Abstract

After creating a substantial corpus of art that was political in the sense that the female body and social justice are political, but which had not dealt with national politics, the Colombian painter Débora Arango (1907–2005) embarked on an extended series of works that chronicled and critiqued politics and politicians during the undeclared civil war known as la Violencia (c. 1946 to 1965). This essay examines Arango’s first five paintings about the national politics of Colombia and, by extension, the role of the artist as witness. Arango’s earliest political paintings represent the Liberal politician Jorge Eliécer Gaitán, the rioting that erupted after his assassination in Bogotá on April 9, 1948, and the government’s suppression of Liberal rebels in Antioquia. This essay documents her personal connection to Gaitán, considers the cultural politics of the era, places the paintings in historical context, and analyzes the stylistic changes and international sources Arango employed to visualize the abuse of power.
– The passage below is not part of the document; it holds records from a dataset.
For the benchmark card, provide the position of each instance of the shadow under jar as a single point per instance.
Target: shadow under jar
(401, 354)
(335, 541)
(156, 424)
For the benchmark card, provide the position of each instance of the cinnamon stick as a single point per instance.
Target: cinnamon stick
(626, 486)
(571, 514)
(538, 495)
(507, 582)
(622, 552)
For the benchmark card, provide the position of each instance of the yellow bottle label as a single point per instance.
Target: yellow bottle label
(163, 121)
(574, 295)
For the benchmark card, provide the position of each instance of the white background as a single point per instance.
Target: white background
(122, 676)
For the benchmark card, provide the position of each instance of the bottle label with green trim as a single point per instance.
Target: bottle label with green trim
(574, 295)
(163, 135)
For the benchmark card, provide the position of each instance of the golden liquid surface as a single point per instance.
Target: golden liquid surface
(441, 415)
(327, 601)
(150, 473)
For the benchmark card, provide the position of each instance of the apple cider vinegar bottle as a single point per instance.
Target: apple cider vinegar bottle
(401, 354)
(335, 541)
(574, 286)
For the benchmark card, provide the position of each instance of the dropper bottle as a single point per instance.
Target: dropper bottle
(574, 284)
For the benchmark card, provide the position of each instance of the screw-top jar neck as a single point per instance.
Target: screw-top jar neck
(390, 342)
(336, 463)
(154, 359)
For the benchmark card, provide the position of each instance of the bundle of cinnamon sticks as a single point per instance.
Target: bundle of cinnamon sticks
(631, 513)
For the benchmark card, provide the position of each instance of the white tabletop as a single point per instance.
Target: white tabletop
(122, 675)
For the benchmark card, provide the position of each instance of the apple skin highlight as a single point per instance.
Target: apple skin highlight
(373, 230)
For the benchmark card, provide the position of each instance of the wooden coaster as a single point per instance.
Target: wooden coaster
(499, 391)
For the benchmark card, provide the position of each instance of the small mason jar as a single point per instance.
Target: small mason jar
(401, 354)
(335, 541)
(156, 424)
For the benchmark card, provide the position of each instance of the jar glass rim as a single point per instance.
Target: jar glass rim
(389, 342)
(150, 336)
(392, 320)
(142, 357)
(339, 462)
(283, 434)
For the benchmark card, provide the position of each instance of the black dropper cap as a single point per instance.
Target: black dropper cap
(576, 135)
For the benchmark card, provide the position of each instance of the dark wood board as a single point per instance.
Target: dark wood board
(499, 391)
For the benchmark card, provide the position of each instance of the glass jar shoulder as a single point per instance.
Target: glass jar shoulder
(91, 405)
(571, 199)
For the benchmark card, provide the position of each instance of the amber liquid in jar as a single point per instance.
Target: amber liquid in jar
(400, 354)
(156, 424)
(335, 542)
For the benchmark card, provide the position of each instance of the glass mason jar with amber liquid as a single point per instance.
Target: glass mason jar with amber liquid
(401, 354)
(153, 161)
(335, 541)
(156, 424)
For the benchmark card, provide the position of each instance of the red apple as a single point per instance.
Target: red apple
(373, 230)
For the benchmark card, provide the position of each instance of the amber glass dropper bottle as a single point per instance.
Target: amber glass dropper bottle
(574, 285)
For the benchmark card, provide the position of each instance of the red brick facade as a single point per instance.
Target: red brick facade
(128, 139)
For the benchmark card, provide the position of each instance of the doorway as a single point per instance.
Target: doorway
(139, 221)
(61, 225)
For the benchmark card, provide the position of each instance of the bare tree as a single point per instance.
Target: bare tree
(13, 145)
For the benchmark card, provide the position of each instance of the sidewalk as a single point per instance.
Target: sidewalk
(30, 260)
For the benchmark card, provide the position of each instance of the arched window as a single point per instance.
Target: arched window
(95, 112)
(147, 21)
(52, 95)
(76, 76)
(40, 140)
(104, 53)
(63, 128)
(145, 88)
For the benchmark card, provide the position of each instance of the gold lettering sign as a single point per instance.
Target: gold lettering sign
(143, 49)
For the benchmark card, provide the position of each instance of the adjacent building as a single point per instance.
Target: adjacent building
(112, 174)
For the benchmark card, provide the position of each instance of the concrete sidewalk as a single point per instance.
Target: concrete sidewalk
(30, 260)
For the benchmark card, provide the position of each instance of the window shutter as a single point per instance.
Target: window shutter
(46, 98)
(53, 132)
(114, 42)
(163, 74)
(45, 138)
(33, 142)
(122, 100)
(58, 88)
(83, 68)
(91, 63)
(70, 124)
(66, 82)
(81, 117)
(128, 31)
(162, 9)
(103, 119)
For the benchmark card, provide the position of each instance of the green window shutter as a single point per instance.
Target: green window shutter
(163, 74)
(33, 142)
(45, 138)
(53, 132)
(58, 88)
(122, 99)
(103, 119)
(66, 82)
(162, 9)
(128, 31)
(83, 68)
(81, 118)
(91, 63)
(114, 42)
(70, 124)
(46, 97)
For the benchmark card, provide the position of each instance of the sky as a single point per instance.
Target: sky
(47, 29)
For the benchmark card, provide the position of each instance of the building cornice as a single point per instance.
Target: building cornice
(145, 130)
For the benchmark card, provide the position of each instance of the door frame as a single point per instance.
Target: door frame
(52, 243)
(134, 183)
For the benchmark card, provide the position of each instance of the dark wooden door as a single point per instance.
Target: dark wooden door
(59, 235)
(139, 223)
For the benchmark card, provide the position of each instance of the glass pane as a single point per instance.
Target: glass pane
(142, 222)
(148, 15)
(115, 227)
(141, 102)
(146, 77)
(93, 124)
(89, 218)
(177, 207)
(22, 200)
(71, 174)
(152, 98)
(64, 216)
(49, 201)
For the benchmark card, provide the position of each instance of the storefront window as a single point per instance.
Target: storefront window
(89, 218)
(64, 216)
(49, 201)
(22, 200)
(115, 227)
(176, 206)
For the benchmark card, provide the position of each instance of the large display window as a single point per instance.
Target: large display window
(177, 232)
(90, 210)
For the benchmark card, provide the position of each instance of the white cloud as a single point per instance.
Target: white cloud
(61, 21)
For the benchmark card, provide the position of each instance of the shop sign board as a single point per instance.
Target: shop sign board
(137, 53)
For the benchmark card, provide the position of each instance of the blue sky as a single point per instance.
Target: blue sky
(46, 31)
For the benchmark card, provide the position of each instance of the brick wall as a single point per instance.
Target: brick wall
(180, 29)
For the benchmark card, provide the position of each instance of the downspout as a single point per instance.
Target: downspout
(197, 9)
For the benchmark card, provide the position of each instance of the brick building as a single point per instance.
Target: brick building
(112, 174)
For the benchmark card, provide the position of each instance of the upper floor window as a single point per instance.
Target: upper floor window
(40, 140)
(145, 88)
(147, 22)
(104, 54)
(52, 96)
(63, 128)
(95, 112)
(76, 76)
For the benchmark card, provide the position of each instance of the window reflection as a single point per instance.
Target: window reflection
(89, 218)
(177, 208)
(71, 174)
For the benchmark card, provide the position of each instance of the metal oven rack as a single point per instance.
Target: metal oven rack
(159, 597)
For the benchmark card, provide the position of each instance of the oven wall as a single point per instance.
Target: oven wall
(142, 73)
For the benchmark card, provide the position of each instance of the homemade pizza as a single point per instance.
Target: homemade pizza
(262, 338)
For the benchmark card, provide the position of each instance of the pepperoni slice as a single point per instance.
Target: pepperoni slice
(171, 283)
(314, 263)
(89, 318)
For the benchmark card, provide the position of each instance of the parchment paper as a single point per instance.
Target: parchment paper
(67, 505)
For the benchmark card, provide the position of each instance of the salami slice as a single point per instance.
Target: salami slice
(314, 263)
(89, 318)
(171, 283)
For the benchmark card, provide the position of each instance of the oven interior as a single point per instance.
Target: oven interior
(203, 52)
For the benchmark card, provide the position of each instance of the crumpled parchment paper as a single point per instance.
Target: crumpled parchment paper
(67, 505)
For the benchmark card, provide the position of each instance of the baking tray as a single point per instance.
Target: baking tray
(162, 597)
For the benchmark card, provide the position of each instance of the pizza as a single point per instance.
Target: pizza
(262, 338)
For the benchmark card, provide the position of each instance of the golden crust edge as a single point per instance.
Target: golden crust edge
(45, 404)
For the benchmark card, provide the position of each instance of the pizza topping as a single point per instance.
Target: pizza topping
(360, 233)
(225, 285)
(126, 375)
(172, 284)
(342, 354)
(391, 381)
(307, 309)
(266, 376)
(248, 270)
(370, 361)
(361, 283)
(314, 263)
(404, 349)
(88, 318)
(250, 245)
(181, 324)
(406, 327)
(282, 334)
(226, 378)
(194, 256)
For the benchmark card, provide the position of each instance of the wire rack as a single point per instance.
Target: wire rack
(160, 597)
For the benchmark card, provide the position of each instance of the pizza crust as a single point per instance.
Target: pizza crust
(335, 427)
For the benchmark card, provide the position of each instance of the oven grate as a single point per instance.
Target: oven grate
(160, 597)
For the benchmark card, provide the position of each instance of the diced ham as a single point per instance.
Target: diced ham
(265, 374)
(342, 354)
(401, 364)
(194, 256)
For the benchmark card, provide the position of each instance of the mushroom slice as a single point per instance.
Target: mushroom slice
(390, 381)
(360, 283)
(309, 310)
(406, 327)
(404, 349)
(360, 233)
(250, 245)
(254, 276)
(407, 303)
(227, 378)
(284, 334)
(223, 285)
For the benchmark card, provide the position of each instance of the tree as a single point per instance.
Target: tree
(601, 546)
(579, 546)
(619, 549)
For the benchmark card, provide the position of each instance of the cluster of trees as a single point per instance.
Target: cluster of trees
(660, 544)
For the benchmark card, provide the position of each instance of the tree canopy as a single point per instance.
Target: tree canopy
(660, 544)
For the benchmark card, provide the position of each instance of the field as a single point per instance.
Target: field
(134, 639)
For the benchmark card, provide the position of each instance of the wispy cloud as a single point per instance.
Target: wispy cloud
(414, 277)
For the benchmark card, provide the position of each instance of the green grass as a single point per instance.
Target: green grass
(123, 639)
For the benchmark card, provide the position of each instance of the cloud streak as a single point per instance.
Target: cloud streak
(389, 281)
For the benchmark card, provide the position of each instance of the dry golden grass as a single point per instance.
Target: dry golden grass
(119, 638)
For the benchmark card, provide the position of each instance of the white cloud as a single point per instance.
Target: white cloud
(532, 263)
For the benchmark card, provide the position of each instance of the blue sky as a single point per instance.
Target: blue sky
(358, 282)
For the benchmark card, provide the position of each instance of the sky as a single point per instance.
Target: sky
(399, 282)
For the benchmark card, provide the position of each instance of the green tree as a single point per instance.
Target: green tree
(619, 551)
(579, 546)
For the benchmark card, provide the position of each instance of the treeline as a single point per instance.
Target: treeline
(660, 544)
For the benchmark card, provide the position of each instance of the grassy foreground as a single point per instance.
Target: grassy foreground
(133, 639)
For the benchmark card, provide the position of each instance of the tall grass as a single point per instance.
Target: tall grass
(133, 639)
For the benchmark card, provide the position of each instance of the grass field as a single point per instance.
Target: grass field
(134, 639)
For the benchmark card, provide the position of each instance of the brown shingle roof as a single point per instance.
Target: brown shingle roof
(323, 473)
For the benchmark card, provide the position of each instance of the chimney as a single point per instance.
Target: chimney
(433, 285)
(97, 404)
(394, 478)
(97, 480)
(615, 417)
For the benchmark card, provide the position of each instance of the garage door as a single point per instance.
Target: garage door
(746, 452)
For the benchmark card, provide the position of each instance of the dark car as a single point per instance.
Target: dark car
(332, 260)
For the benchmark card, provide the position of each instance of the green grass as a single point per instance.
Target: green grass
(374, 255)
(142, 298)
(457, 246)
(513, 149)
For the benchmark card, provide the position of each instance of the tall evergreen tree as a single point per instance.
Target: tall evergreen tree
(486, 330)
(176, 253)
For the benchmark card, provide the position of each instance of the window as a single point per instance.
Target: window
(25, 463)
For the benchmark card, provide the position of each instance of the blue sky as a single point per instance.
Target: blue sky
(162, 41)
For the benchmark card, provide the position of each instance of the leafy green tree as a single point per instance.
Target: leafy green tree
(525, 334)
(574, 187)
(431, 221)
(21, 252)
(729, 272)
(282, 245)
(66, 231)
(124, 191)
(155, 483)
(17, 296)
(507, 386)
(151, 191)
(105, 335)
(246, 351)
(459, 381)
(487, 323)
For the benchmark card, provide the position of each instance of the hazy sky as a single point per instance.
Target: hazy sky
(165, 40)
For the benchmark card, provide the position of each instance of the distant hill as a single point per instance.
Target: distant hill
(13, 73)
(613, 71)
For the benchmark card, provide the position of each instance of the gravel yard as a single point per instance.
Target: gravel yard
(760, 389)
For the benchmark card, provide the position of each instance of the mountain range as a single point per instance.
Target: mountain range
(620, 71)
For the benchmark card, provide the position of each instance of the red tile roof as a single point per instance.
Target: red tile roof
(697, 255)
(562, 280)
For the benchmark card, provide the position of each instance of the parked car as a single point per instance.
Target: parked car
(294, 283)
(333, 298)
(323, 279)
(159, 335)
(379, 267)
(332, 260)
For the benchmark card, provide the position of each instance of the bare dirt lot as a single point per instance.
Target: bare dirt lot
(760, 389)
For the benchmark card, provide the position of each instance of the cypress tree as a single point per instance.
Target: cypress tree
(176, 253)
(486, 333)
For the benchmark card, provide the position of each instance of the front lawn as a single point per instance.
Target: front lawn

The undated watercolor Gaitán (by 1948), which portrays the politician speaking to a vast, enthusiastic crowd, is the only political painting she ever created that does not criticize its subject. After Gaitán’s murder she switched to a more expressionistic visual language to condemn the violence that followed, first in Masacre del 9 de abril, then in three paintings that depict the transport of rebels in railroad boxcars in ways that evoke the Holocaust. The five images are the matrix from which her incisive political satire of the 1950s evolved.